Saturday, September 12, 2009

Biography of The Sugar Fiend Part 1: Is it possible to be born with a 'no real food' tooth?



Ever since I can remember, I have always been a sugar fiend.

I was a chubby child. Although I have sculpted this away with exercise and some bit of dietary restraint, anyone who has ever been the last girl picked for soccer in gym class because the captains were afraid the chubster with the frizzy hair couldn't run across the field without getting winded--"oh, I guess we get the fat girl," said the disappointed person who was forced to bear my lack of athletic skills--knows what I mean when I say you never forget your fat self. You can lose the appearance of flab, but just like they say you can never lose fat cells, you never lose that memory of being the fat girl. No amount of Slim Fast and Jane Fonda will burn that away (can you tell I grew up in the 1980s).

Now, you probably assume I'm going to tell you that as a child I had an unrestrained appetite, that I always wanted two rather than one cheeseburgers with my Happy Meal. Many people who have struggled with their weight have 'outed' themselves as unusually hungry kinds.

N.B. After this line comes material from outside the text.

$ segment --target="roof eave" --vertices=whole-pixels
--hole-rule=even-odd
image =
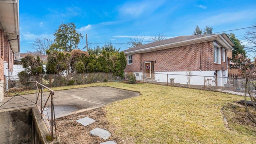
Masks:
[[[186,41],[179,41],[176,43],[171,43],[159,45],[156,47],[150,47],[142,49],[138,49],[131,51],[128,51],[124,53],[125,55],[128,55],[136,53],[143,53],[148,51],[155,51],[160,50],[162,50],[165,49],[171,48],[178,46],[186,45],[189,44],[196,43],[200,42],[205,41],[207,40],[212,40],[211,39],[212,37],[216,37],[218,34],[215,34],[208,36],[202,37],[198,37],[195,39],[188,39]]]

However, with me that was far from the case. Meat that looked like meat repulsed me. I hated the gummy texture of even the smallest piece of fat on steak, much to my parents' displeasure. They grew up poor, and dreamed of being able to afford steak. One of my mother's sorriest memories was when her grandmother's poodle devoured the roast intended for the Friday night payday dinner, back before everyone had credit cards to buy what they wanted, when they wanted it (see, I told you--child of the 80s).

I liked pepperoni, meatballs with ketchup, anything that didn't look like meat, and at the time, although neither I nor my parents knew it at the time--only if it was cured in sugar. Hot dogs I loved, McDonald's hamburgers I could tolerate (but not the ones made at home), and deep fried clams if I could dunk them in sweet tartar or cocktail sauce.

But overall, my mother, a woman who feared food, who had given so much of her life to caring for others that dieting was what she 'did for herself' made very boring meals that I rejected. Slightly pink chicken with paprika (the universal 80s seasoning in the suburbs). Lamb chops. I preferred to eat the mint jelly. And vegetables? My perennial failed New Year's Resolution (always gamely given,because I loved holidays) was to finish one tomato, one apple (unprocessed rather than refined sugar did not stimulate my discerning palate).

I was a sugar fiend.

I was the kid who would automatically throw away her lunch and snarf down an ice cream sandwich instead, running the cool texture of the vanilla against my tongue, eating some parts of the chocolate alone, stripping the top chocolate wafer off on other bites, other parts eaten like a proper sandwich. I fantasized when eating jelly beans or gum drops that I was eating jewels. When munching on M&Ms, or fishing multicolored marshmallows from a bowl of Lucky Charms, I had a certain order: the most populous ones, the commoners, would be eaten first, until only the best, usually the red or green, were left. It was like a play in my mind, how they quivered in fear of the mighty mouth of The Sugar Fiend.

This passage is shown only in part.